Born A Minute Too Early

For some unknown reason, I’m fascinated by technology lately. Not current technology, but upcoming technology. I read that by the year 2030 (which sounds so far away, but do the math) there will be so much pressure on people in America not to drive, that we will mostly be a country of self-driving cars. From 30,000 car fatalities a year, to a fraction of that number nearly overnight.

The internet has basically had about three iterations. It started with what is now called Web 1.0. The internet for us was essentially an online encyclopedia. If you wanted to look something up or find something out about a company, like its number and open hours, you could search for it. Then came Web 2.0 which was the social media craze- where you and I began to interact with one another, a borderless world of instant pen-pals. Web 3.0 is called the Internet of Things. Where everything in the world will be interconnected and talking to each other. We’re starting to see it in our cars, our thermostats, our refrigerators, our cell phones- I even have a garage door that I can open with my cell phone from anywhere in the world. I’m not sure the usefulness of that, but can any of you open your garage door remotely from Liberia?

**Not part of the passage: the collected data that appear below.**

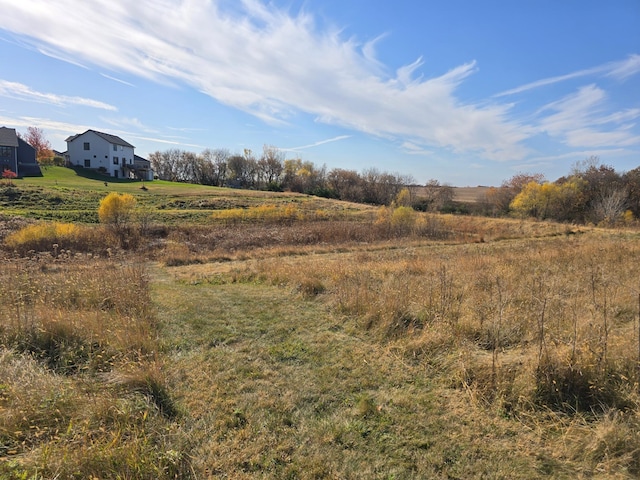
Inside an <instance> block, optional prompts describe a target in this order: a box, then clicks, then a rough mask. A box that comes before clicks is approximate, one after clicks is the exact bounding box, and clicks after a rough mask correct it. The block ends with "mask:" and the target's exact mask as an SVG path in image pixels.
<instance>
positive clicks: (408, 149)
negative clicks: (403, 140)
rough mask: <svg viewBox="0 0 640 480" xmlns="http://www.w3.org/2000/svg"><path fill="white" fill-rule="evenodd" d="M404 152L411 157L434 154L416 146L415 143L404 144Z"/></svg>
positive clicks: (422, 146)
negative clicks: (420, 155)
mask: <svg viewBox="0 0 640 480" xmlns="http://www.w3.org/2000/svg"><path fill="white" fill-rule="evenodd" d="M401 148H402V150H403V151H404V152H405V153H408V154H409V155H431V154H432V153H433V152H431V151H429V150H427V149H425V148H424V147H423V146H421V145H416V144H415V143H413V142H402V145H401Z"/></svg>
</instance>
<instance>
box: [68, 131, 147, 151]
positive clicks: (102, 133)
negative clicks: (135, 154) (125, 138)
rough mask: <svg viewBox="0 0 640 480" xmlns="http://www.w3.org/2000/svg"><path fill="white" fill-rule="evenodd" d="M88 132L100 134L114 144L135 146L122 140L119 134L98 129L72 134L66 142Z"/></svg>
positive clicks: (100, 136)
mask: <svg viewBox="0 0 640 480" xmlns="http://www.w3.org/2000/svg"><path fill="white" fill-rule="evenodd" d="M88 132H93V133H95V134H96V135H98V136H99V137H101V138H103V139H105V140H106V141H107V142H109V143H112V144H114V145H122V146H124V147H131V148H135V147H134V146H133V145H131V144H130V143H129V142H125V141H124V140H122V139H121V138H120V137H118V136H117V135H111V134H109V133H103V132H98V131H97V130H91V129H89V130H87V131H86V132H84V133H79V134H77V135H72V136H70V137H69V138H67V139H66V140H65V142H73V141H74V140H75V139H76V138H78V137H80V136H82V135H84V134H85V133H88Z"/></svg>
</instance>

In thirteen years, we could have a country filled with driverless cars that communicate with each other to minimize traffic, accidents, and bird flipping. We’ll have to figure out another place to channel our road rage. An entire industry will be built on in-car entertainment.

And medical technology will see advancements at a rate that healthcare has never seen. Mark Zuckerberg, you know, the Facebook guy, and his wife just declared their intention to put in place a plan and initiative to cure, prevent, or manage all human disease before the end of the century. Did you see that little three letter word? ALL.

Tiffanni’s longtime neurologist just retired a few weeks ago which sent us into a kerfuffle trying to decide where do we go from here. My parents went to an informational meeting with a young Huntington’s specialist who asked to see Tiff. So, Friday we have her first appointment with the new guy. But I’ve heard some pretty amazing things about him so far. I have a former student in medical school at UAB that had a neurology lab with him that she said “inspired her”. In that lab he told the students that he believed Huntington’s would be the next neurological disease to be cured. In fact, there is a drug that is in Phase 2 testing now that inhibits the disease from ever actualizing. I have no idea what Phase 2 testing is. Could be the rats, I guess. But exciting nonetheless.

It doesn’t take a lot to put two and two together about my greatest fear. I’m certain that many of you have thought it and just not asked. Huntington’s is a neurological degenerative disease that is passed down through heredity. My children have a 50% chance of having it. I have three kids. The math stinks. The disease typically shows up in the mid-thirties, so I’m in an 18 year window of hope and fear- not sure what the word is for that unique emotion. Eighteen years sounded like a million when I was a kid. Now that I’ve lived over two of those windows, Time feels like a spoiled brat demanding his way at the Walmart checkout line.

Over the last week my brain has made me think a lot about the finality of this disease. That my kids will hopefully see the end of it forever and that Tiffanni will just see the end. That my kids will see the end of it from one angle and Tiffanni will see the end of it from the other. Like standing on two sides of a chasm. It makes me think of Jack and Rose in the ice cold waters of the Atlantic just after the Titanic sank. I remember thinking as he drifted to the bottom of the ocean, you couldn’t wait one more minute? The rescuers are right there!

I once read that thousands of soldiers died after World War II had already ended. They just didn’t get the news in time. And I feel this hole in my heart for Tiff. In the grand scheme of the history of the world, she was born just a minute too early. Just seconds before someone arrived with the antidote. Just moments before rescuers rowed up with life jackets and warm blankets. An instant before the pardon came through. This tiny little minute between life and death. All of our lives would have been different. If she, if we, could have been born just a minute later.